With the emergence of online publishing, the number of scientific papers on any topic is skyrocketing. To summarize text data, researchers write systematic reviews. To achieve this, they must screen thousands of studies for inclusion in their overview. The process of finding the rare relevant papers is error-prone and extremely time intensive. ASReview implemented active learning to accelerate locating the relevant papers and can save up to 95% screening time.
The goal of this project is to increase the performance of active learning for screening large amounts of textual data by optimizing the hyperparameters of learning algorithms in the ASReview open-source software. Users from social sciences should be able to select a set of hyperparameters optimized for textual data from their domain instead of the currently implemented values obtained from medical datasets.

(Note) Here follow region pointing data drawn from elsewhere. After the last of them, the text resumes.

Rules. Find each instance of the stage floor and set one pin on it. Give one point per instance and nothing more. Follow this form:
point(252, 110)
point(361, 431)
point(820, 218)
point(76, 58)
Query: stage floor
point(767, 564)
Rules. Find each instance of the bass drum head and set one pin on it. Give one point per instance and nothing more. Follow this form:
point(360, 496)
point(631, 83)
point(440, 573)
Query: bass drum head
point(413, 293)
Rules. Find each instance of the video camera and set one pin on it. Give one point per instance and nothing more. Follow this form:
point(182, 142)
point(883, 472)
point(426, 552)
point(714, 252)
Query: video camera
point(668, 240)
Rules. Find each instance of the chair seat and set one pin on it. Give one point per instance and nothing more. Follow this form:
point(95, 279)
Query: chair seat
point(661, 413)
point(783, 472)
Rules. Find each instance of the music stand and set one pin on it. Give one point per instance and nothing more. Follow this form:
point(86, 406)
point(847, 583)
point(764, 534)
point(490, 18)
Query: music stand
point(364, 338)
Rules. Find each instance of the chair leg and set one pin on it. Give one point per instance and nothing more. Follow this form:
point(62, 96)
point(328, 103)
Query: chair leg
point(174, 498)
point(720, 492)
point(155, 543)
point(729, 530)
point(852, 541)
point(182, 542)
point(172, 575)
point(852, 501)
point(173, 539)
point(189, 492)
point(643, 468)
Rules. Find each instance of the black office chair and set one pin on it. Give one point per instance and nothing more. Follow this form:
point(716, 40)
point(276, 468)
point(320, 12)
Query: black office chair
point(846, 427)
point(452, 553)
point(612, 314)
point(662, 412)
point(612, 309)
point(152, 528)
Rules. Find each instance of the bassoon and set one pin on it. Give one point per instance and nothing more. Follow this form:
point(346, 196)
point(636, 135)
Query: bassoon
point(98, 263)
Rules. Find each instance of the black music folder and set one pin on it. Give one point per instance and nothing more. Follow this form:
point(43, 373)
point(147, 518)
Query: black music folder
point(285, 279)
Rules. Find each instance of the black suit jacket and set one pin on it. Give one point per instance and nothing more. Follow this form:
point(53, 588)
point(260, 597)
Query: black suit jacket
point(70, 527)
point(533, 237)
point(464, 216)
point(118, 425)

To provide an example, in 2020, at Utrecht University, researchers screened 392,437 abstracts, of which only ~2% were relevant (source: https://asreview.nl/blog/project/systematic-reviews-uu-umc/). Assuming 40 abstracts per hour, researchers were screening abstracts 9,812 hours. Even if we take the lower performance of ASReview and assume only two researchers screened for relevance, >10,000 hours could have been saved. If we can optimize the model performance even with only a few percent, we can save an enormous amount of work worldwide (and tax money).
To develop a plug-in for the overarching software suite ASReview allowing users to select domain-specific hyperparameters. It should include documentation, vignettes, and instruction materials for less-experienced users.